— Про что же?
— Да вот, например, насчет повсеместного бедствия людей. Сам он такой неслыханный оригиналец был, что ничего ему не нужно; так и назывался: «бессчетный лекарь». Ко всем он шел, а что ему кто заплатит или даже ничего не заплатит, это ему все равно, всех одинаково лечил и к бедным даже еще охотнее ходил и никогда не отказывался, а если дадут, так он сунет в карман и не считает, чтобы не знать, кто сколько дал. Вот он ее этим безразличием пленил и к такой простоте ее свел, что она обо всем образе жизни людей стала иначе думать, и все она начала желать чего-то особенного, чего невозможно и что всех огорчает.
— Непочтительная, что ли, стала?
— Нельзя даже понять — как она, почтительная или непочтительная, но только стало ей нравиться все удивительное. Вот этот ее подругин брат в ниверситете учился и весь свой курс вышел, а служить нигде не захотел. Все этим огорчились, а ей это хорошо.

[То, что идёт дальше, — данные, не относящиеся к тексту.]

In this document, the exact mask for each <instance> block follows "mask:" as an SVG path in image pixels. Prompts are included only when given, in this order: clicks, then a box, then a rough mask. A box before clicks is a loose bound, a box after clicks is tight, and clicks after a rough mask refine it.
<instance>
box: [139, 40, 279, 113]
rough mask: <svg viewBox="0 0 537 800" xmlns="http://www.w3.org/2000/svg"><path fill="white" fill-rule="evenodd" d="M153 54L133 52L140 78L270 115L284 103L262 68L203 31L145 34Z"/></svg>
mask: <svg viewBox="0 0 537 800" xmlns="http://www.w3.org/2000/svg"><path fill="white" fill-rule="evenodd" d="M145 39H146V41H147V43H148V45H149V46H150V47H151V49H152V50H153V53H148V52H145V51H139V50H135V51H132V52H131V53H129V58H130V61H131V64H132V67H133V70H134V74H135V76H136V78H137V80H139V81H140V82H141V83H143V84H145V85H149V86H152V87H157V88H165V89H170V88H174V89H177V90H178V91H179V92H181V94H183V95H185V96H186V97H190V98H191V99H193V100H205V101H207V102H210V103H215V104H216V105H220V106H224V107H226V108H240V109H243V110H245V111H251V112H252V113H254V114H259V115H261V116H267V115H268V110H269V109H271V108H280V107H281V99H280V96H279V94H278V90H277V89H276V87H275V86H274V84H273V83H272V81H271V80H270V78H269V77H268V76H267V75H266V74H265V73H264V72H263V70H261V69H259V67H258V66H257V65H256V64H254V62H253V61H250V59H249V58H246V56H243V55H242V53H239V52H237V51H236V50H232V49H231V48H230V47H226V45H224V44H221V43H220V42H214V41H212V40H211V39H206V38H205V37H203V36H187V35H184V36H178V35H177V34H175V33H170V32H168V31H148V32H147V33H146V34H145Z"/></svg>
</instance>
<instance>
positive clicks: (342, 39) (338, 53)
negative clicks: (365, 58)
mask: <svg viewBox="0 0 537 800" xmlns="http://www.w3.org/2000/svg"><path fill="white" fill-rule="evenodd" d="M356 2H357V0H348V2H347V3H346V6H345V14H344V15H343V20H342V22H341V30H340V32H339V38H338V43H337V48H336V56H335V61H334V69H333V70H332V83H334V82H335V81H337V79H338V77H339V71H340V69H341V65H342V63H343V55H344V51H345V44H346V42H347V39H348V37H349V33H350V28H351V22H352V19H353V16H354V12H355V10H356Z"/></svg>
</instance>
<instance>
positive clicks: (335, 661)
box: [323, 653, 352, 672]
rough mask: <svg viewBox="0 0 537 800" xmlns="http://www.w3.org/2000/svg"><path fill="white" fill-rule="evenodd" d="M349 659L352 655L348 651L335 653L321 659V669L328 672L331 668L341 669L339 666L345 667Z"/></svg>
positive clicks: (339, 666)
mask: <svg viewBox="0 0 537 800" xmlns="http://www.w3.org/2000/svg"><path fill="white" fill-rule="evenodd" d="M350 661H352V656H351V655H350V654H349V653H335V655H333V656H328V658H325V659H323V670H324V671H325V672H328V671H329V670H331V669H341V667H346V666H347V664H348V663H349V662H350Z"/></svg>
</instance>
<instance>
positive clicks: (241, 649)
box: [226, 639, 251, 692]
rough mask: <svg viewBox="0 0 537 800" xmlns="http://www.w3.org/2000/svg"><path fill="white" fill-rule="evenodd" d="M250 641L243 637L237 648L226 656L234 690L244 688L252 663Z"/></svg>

— Отчего же он служить не пошел?
— Так рассудил, что на «службе, говорит, можно получать различные поручения, каких я делать не хочу, надо в пустяках для угождения много время тратить, и уважать, кого не стоит, и бояться, как бы с дурной стороны не представили, — а я-де ни с кем ни в какую общественную историю попадать не хочу, а хочу лучше сам по своим понятиям людям услуживать». И так без всяких чинов и остался и всю зиму и лето в одной прохладной шинелишке ко всем бедным ходил, пока в прошлом году простудился и умер и семью как есть ни с чем оставил. Спасибо, немцы при похоронах сговорились между собою и все семейство устроили. По Клавдинькиному это все и превосходно, и Клавдинька как только с ним познакомилась, так сделалась от всех своих семейных большая скрытница и все начала евангелие читать и все читала, читала, а потом все наряды прочь и начала о бедных убиваться. Сидит и думает. Спросишь: «Что ты все думаешь? чего тебе недостает?» А она отвечает: «У меня все есть и даже слишком больше, чем надобно, но отчего у других ничего нет необходимого?» Ей скажешь: «Чего же тебе до этого? это от бога так, чтобы было кому богатым людям служить и чтобы богатые имели кому от щедрот своих помогать», — а она головою замахает и опять все думает и доведет себя до того, что начнет даже плакать.
— О бедных? — воскликнула Аичка.
— Да!
— Что же, они ей лучше богатых, что ли?
— И я это самое ей говорила: чего? Если тебе жаль, поди в церковь и подай на крыльце. От сострадания нечего плакать. А она отвечает: «Я не от сострадания плачу, а от досады, что глупа и зла и ничего придумать не могу». Ну, и стала все думать и придумала.
Аичка сказала:
— Это интересно.
V
Стала она так жить, что начала не надевать на себя ни золота, ни дорогих нарядов, «Для чего мне это? — говорит, — это совсем ненужное и нисколько не приятно и не весело; да это даже и иметь стыдно».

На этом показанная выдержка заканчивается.